How can self-trust improve?
Self-trust doesn’t improve by earning new titles, getting raises, or collecting more proof that you belong. If that worked, your track record would have fixed this already.
The real work is understanding why your own judgment doesn’t feel like enough, even when it consistently is. That struggle usually traces back to coping strategies you developed long before you were in a leadership role. At some point, relying on external validation or over-preparing and staying hypervigilant was the smartest strategy available to you. The problem is that those strategies followed you into a career where they’re hurting more than they’re helping.
In our work together, we’ll identify which of those patterns are still running in the background and identify what’s keeping them active. From there, we’ll build your capacity to make decisions, absorb feedback, and lead across unfamiliar territory without the constant second layer of self-monitoring that’s draining your energy.
The goal isn’t blind confidence. It’s developing an internal authority you can trust, so you can lead your team, navigate ambiguity, and take in critical feedback without it leveling you. That’s also what prevents you from sliding back into the burnout patterns that brought you here in the first place.
FAQ
Is this the same as executive coaching?
No. Executive coaching tends to focus on leadership skills, performance optimization, and strategic development. That work has real value, but it assumes you already trust your own judgment and just need to sharpen how you apply it.

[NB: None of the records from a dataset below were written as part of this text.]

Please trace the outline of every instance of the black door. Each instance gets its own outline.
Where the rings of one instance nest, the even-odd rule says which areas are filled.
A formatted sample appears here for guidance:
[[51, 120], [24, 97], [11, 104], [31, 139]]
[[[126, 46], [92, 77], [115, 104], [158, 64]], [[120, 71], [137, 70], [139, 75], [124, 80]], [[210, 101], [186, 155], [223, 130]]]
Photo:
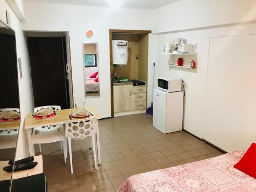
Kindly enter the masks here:
[[64, 37], [28, 37], [35, 106], [70, 108]]
[[0, 108], [19, 108], [15, 36], [0, 34]]

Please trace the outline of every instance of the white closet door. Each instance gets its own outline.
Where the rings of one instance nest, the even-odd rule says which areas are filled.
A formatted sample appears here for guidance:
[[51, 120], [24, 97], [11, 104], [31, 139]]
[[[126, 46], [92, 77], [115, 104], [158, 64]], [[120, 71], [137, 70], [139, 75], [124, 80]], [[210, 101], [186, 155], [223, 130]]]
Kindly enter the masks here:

Self-trust therapy addresses what’s underneath. If you’re second-guessing yourself in ways that executive coaching hasn’t resolved, or if you’ve noticed that your self-doubt intensifies under specific conditions like a new role, a difficult board member, or leading outside your area of expertise, that usually points to something deeper than a skills gap.
We can work alongside an executive coach if you have one. The work is complementary, not competing.
How is this connected to burnout recovery?
Directly. When you don’t trust your own judgment, you compensate with over-preparing, seeking unnecessary consensus, replaying decisions, monitoring how you’re being perceived. That compensation is invisible to everyone around you, but it’s burning through your energy constantly.
Most of my clients don’t initially connect their exhaustion to self-trust. They assume they’re just tired from the workload. But when we start examining where they are expending energy, a significant portion is being spent on that internal monitoring system. Addressing self-trust is often what makes burnout recovery last long-term rather than cycling back.
How do I know if I need self-trust work or just a less toxic job?
Sometimes it’s both. A genuinely dysfunctional environment will erode anyone’s self-trust, and no amount of internal work will fix a workplace that’s actively undermining you.
Part of what we do is sort that out. We will work on distinguishing between self-doubt that your environment is creating and patterns that would follow you into any role. That distinction matters because leaving a job without addressing an internal pattern means you’ll likely rebuild the same dynamic somewhere else. And staying in a toxic environment while trying to “work on yourself” is just as unproductive.
We’ll figure out what’s driving the problem before deciding what needs to change.